Uncertainty and Randomness

Introduction

Uncertainty and Randomness are concepts used in many fields such as statistics, risk management and information theory. Although we all have an intuitive understanding of their meaning, we fail to express with clarity their differences and sometimes use them interchangeably. This article explores the roots of these concepts and presents some of their unique properties.

Random numbers

No number is truly random by itself; a set of numbers is said to be random when each number in the set is produced by chance and is not dependent in any way on previous or future members of the set. The idea of randomness is characterised by a combination of local irregularity and statistical regularity.

This idea is not easy to formalise. In a uniformly distributed sequence of digits, each digit should appear 1/10 of the time, but the probability of a random sequence having this exact configuration is rather small, nevertheless we expect this to be the average case.

The first attempt at formalising the definitions of a random sequence was proposed by Von Mises (1936):

An infinite sequence $a_1, a_2 \dots$ of 0’s and 1’s is a random sequence if the two following conditions are satisfied :

1. If $f(r)$ is the number of 1’s among the first r terms of $a_1, a_2 \dots$ , then $f(r)/r$ approaches a limit $p$ as $r$ approaches infinity.
2. If $a_{n1}, a_{n2} \dots$ is any infinite sub-sequence of $a_1, a_2 \dots$, formed by deleting some of the terms of the latter sequence according to a rule which makes the deletion or retention of $a_n$ depend only on $n$ and $a_1, a_2, \dots , a_{n-1}$ , and if $g(r)$ is the number of 1’s among the first $r$ terms of $a_{n1} a_{n2}, \dots$, then $g(r)/r$  approaches the same limit $p$ as $r$ approaches infinity.

There are a number of complications with this definition, in particular its reliance on infinity which poses some fundamental problems on the concept of randomness. For any given natural random number the probability of any other random number being greater than itself must approach certainty.

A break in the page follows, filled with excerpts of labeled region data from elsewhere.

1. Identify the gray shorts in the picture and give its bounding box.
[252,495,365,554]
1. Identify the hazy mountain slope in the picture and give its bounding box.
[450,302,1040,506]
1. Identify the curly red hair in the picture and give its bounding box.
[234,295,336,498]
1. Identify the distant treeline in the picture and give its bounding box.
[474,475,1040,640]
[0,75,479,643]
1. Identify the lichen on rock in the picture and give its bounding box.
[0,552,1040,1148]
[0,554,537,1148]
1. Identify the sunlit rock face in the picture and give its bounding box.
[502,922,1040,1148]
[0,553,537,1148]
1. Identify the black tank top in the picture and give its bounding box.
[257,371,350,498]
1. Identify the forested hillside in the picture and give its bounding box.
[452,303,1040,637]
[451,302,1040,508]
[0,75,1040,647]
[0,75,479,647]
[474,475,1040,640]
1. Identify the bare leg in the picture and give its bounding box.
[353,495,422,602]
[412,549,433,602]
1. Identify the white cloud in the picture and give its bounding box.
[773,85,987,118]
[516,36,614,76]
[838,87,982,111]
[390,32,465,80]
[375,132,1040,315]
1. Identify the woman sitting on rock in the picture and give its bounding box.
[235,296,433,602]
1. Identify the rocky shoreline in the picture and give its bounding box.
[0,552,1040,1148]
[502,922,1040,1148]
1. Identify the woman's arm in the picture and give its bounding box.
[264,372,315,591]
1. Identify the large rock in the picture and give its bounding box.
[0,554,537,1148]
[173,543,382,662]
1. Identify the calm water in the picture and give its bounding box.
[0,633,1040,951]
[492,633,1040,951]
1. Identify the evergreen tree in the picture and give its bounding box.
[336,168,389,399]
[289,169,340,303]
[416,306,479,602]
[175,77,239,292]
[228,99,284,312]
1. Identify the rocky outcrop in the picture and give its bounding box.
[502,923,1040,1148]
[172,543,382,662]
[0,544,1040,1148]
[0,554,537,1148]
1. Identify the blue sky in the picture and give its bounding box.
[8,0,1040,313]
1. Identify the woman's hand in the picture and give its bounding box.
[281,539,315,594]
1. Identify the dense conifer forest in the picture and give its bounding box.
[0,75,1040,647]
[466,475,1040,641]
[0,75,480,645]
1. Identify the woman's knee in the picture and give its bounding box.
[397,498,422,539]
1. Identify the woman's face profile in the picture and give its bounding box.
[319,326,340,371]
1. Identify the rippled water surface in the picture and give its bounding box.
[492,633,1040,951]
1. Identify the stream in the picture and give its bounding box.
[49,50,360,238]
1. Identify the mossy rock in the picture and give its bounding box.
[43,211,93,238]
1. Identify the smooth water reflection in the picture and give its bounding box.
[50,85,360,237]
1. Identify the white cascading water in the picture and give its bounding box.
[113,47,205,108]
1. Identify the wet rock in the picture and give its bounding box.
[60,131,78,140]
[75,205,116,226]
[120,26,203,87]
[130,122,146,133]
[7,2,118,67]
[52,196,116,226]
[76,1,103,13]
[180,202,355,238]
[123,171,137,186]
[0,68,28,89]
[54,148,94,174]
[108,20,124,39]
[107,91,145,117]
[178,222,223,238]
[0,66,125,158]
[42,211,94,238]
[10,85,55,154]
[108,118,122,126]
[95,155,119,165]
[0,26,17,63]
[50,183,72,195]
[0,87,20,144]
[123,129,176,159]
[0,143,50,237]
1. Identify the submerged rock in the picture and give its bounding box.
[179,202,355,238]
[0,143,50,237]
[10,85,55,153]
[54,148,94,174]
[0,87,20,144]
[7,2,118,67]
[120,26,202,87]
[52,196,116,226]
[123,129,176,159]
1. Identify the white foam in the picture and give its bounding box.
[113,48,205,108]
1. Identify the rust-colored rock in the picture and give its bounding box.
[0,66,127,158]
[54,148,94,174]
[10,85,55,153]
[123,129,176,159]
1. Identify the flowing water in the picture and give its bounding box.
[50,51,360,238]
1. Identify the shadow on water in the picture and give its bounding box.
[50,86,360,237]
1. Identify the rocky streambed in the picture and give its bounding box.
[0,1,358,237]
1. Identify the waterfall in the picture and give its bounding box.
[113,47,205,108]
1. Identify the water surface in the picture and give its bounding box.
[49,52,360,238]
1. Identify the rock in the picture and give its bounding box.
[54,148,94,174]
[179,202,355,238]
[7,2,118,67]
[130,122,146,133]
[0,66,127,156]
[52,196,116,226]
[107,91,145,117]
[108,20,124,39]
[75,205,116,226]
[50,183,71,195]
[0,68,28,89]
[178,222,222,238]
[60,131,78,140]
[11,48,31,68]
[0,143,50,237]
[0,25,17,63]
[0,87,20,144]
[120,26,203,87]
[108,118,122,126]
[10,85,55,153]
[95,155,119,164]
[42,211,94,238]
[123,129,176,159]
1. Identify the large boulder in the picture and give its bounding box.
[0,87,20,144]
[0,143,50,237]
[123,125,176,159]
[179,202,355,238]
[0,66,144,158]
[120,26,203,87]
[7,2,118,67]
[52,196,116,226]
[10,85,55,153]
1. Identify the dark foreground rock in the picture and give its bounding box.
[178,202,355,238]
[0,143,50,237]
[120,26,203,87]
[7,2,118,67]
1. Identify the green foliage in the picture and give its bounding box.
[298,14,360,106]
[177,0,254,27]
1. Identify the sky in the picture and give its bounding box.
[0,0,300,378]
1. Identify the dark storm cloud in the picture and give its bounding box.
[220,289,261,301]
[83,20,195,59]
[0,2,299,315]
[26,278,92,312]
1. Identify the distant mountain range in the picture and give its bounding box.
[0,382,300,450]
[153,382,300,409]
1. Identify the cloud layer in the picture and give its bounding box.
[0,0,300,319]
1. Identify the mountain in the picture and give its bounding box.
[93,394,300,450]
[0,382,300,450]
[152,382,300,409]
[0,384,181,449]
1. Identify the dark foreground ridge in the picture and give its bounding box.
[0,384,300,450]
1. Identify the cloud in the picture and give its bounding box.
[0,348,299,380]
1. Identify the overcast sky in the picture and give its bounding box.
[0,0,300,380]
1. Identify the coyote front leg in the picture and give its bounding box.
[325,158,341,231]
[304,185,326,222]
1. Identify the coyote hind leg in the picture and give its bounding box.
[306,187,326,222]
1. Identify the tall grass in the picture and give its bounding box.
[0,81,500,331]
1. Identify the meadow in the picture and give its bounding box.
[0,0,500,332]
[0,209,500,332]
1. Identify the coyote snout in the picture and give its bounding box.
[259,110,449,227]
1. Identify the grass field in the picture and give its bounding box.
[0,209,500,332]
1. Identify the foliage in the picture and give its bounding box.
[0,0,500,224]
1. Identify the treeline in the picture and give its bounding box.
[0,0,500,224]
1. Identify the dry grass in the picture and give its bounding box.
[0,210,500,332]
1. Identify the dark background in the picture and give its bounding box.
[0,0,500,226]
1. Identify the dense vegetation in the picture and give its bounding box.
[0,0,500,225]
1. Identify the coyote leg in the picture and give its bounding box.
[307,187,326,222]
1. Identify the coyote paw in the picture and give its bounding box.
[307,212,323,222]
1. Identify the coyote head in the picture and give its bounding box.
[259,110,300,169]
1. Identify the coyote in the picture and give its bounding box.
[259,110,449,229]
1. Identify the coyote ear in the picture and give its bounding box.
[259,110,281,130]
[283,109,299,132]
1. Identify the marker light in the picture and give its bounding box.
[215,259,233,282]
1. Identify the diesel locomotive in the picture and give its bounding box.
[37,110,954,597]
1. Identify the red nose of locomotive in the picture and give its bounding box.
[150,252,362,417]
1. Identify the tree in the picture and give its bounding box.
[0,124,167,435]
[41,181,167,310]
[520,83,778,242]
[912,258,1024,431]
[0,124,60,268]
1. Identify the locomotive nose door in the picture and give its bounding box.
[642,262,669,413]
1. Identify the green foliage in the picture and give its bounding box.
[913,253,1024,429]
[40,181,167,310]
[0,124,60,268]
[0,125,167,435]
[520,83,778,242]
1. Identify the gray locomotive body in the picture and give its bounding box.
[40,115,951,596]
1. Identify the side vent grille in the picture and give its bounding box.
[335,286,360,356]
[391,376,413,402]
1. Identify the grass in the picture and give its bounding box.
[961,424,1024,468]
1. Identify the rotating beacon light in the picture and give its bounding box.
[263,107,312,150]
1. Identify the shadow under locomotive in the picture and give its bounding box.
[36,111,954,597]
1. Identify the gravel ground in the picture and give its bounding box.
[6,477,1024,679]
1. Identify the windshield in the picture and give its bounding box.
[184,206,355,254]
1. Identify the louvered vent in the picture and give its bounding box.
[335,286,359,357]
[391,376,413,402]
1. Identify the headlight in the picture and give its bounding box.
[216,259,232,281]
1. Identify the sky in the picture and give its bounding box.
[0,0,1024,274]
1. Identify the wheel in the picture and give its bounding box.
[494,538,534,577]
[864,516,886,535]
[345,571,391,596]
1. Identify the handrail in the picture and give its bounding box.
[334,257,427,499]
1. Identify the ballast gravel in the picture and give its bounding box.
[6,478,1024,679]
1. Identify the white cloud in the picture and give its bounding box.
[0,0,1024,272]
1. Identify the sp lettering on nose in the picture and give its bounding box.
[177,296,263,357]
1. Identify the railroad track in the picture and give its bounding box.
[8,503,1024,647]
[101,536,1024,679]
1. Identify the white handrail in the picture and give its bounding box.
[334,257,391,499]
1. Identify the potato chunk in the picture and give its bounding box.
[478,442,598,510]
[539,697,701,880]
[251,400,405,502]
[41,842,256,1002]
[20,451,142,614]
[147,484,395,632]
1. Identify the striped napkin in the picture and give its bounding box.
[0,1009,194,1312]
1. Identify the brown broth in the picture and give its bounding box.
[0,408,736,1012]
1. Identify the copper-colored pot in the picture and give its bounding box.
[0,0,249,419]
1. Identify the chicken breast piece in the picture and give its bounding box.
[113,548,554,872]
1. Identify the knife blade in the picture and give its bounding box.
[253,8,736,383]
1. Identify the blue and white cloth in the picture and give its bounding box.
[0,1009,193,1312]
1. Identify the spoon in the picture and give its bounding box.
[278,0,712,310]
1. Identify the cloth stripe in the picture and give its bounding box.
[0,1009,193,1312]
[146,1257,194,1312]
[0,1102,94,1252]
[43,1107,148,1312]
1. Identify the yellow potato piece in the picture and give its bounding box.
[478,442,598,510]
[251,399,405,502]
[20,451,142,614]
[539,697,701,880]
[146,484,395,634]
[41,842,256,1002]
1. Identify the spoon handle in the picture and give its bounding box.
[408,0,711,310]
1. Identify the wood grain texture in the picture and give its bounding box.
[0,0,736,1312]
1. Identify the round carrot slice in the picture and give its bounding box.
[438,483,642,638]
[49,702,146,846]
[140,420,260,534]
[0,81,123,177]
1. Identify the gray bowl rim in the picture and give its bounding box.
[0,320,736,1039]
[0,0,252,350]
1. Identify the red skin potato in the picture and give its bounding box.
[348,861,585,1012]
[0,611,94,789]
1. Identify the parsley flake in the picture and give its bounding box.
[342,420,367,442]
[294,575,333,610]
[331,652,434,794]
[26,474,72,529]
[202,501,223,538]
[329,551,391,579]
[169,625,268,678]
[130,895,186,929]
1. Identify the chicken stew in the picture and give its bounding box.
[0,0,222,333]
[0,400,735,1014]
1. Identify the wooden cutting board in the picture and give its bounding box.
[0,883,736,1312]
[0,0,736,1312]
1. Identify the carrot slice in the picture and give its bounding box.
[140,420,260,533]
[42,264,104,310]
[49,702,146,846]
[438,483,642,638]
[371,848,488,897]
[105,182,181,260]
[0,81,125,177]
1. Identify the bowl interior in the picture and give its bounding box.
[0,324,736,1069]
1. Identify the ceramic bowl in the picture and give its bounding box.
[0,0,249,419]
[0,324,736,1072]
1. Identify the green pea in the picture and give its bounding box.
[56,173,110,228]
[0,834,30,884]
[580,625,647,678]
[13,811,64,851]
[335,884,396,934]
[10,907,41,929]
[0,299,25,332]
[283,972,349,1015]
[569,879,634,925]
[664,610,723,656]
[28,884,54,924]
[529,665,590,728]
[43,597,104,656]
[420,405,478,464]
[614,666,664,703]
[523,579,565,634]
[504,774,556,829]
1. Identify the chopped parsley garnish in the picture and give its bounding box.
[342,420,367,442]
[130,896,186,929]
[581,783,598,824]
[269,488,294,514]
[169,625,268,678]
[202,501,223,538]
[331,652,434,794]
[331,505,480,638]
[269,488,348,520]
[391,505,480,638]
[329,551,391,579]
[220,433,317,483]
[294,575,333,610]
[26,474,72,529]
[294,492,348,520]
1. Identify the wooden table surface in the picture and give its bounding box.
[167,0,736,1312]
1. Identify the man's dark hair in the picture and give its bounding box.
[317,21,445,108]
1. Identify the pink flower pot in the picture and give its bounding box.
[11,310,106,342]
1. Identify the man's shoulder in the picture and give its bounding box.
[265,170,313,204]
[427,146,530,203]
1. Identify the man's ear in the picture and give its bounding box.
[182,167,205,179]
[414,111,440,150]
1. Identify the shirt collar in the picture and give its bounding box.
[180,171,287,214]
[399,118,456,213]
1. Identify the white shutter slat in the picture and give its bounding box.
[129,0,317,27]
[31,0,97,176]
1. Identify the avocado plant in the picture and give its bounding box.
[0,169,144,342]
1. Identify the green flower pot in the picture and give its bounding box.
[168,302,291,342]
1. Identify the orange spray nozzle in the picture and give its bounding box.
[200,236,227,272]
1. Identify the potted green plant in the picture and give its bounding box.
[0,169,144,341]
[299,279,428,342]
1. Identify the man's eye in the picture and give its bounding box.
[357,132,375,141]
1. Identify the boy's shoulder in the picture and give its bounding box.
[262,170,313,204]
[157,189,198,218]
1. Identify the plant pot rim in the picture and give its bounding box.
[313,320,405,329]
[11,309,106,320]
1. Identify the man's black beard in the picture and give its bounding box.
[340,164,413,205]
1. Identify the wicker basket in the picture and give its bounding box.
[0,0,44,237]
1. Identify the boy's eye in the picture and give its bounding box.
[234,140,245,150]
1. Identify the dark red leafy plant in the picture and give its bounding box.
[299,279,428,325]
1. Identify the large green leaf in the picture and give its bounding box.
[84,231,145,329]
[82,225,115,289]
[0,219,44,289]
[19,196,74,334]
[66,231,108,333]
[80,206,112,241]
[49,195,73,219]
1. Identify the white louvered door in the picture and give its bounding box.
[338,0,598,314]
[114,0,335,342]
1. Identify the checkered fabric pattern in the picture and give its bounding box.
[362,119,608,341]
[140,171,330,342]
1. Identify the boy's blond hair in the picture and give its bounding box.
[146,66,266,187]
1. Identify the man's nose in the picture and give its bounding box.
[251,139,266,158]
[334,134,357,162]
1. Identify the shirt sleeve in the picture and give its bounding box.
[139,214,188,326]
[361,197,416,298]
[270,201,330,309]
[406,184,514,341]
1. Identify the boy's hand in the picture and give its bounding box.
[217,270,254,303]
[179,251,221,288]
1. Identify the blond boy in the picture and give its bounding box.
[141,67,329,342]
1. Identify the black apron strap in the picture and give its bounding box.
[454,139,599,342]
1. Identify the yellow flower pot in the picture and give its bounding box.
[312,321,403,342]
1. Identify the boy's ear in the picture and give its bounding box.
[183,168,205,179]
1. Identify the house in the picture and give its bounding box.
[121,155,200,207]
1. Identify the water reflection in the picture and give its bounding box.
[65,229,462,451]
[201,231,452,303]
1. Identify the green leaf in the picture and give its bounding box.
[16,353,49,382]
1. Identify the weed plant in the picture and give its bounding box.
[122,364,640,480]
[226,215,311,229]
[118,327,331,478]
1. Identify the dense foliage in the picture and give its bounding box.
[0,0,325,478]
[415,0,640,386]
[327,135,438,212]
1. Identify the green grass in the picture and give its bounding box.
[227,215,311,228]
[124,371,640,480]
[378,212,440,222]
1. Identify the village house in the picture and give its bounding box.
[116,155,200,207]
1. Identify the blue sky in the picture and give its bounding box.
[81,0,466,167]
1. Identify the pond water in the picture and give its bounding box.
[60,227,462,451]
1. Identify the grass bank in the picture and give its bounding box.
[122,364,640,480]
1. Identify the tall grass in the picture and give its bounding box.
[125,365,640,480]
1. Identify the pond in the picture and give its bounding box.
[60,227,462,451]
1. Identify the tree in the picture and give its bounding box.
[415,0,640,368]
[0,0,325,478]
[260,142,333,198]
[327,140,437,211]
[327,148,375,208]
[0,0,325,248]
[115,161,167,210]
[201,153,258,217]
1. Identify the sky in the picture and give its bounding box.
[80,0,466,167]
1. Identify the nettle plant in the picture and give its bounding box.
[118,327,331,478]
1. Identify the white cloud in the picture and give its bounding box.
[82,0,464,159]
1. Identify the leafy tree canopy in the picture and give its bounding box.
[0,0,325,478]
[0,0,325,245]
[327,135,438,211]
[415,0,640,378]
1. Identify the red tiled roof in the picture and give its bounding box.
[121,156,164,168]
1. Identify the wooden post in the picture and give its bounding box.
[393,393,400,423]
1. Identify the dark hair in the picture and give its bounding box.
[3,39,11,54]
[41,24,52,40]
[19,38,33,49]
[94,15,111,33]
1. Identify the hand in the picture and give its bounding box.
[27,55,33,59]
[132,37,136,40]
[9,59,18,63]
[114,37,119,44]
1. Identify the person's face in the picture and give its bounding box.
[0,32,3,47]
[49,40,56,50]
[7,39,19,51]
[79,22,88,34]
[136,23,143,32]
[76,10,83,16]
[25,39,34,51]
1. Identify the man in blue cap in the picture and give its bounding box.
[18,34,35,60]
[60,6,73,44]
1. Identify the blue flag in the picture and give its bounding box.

Another problem can be exemplified with the decimal representation of $\pi$. The distribution of digits is very close to uniform at least up to six million digits, but it is not a true random sequence since each digit is precisely determined in the sequence and we can always reproduce it, therefore we know the sequence a priori.

These and other problems led to Kolmogorov to propose an alternative definition, (Chaitin, Martin-Löf and others have proposed equivalent formalisations).

The Kolmogorov complexity $K(s)$ of a binary sequence $s$ is defined as follows: $K(s)$ is the length of the smallest program $p$ such that $C(p) = s$, where $C(p)$ is the output of program $p$ executed on a computer $C$.

An upper bound to $K(s)$ is given by the length of $s$ plus some fixed constant, because we can always take our program $p$ to be “print s”.

A sequence is called complex or Kolmogorov random if its Kolmogorov complexity roughly equals its length.

Another approach to the problem are the definitions proposed by Eagle for the concepts of unpredictability and randomness.

1. An event E (at some temporal distance t) is unpredictable for a predictor P if and only if P’s posterior credence in E after conditioning on current evidence and the best prediction function available to P is not 1, that is, if the prediction function yields a posterior probability distribution that does not assign probability 1 to E.
2. An event E is random for a predictor P using theory T if and only if E is maximally unpredictable. An event E is maximally unpredictable for P and T if and only if the posterior probability of E yielded by the prediction functions that T makes available, conditional on current evidence, is equal to the prior probability of E.

All these definitions partially satisfy operational requirements but are only concerned with observed randomness; none of the definitions determine whether randomness constitutes an intrinsic feature of reality or is merely the product of epistemic limitations.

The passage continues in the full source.